If we are going to run WATS as it was built, we must have a GUI on the VPS. Alternatively, we could have a smaller server and simply create some sort of CLI testing of the builds, which would be a lot easier to set up than GUI testing of the new builds. But also not as good for verifying things work properly with new whonix builds
curl an address
download some packages
other misc things that can be verified with CLI?? not sure what all would be useful
I want to work to help the project. I am willing to spend time on whatever you feel is most important. I will do my best to stay engaged. You can pick what is most useful to you and the project, and I will build it if I am able.
I dont mind spending time if it is helpful. Building the automated builder CI took probably took total of 50 hours or so (I didn’t count). I do this work outside of my normal job, so thats why I say “weeks”…a few hours here, a few hours there sort of thing…not 100s of hours or anything like that.
I will test this out and make sure it works. If it does work, it will cost $24 a month. I am willing to configure WATS to run on it before asking to transfer VPS to a Whonix specific cloud VPS account.

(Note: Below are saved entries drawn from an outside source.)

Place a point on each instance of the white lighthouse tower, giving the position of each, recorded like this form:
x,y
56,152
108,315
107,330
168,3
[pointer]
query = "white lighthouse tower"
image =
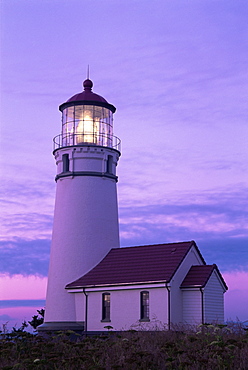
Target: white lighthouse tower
x,y
86,212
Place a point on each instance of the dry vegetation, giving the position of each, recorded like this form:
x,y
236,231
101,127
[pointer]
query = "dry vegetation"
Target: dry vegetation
x,y
211,347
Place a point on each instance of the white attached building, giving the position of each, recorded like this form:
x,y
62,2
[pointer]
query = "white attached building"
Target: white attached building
x,y
152,286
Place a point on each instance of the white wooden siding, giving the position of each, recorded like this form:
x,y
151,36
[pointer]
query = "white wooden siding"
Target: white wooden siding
x,y
214,300
125,309
192,307
192,258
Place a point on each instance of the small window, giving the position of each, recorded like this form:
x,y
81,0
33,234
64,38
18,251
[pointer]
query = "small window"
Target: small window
x,y
65,160
144,306
106,307
110,164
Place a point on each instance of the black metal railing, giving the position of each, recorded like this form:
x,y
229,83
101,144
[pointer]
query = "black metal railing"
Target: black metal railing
x,y
63,140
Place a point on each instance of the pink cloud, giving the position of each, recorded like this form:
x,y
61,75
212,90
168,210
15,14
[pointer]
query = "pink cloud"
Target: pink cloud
x,y
22,287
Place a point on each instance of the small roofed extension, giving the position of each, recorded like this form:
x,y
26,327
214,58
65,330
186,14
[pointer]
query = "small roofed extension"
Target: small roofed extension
x,y
180,287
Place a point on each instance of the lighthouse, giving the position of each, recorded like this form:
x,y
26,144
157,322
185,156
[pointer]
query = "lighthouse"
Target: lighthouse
x,y
86,212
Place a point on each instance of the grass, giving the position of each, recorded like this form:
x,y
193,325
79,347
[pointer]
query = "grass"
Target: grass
x,y
211,347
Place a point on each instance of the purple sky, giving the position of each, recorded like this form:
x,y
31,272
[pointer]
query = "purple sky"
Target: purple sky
x,y
177,73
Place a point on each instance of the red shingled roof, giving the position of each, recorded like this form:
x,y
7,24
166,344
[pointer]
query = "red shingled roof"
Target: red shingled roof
x,y
150,263
198,276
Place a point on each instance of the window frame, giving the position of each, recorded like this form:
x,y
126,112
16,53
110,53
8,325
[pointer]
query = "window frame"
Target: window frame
x,y
144,306
106,307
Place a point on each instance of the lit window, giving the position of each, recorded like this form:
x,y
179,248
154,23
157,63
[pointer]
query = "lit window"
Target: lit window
x,y
65,160
106,307
144,305
110,164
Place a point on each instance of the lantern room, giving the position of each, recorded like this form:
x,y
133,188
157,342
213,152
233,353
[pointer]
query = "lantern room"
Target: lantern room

or $20 a month if we were to switch to Linode. Might be worth it, idk. Is there any reaason to trust one cloud provider over another? Or should price be the main concern? Avoiding microsoft, google, and AWS seems good on principle bc fuckem
Good reasoning. Makes sense. Please do. Linode why not. Nothing security critical will be running on that server. It’s basically a developer usability tool.
@Patrick I hopefully will have a solution in the not too distant future for both tagged VMs and commit VMs…testing it now and fixing bugs
My next question is, do we want CI for building kicksecure VM? If so, when do we want that? Currently derivative-maker CI is set up to follow this logic
# if commit without tag is pushed,
# create Whonix Gateway and Workstation with --remote-derivative-packages
# if tag is pushed
# create full Whonix Gateway and Workstation builds without remote packages
Do we care about building kicksecure?? Or just focus on getting whonix + WATS first, then worry about kicksecure later?
I guess WATS is more important. It seems pretty unlikely (though possible) that Whonix-Gateway and Whonix-Workstation build succeeds but Kicksecure build fails. I guess adding Kicksecure builds would be a lot easier than WATS. Kicksecure builds just need slightly different build parameters.
Not sure it’s worth the effort then. Not sure how often I’d actually use the VNC.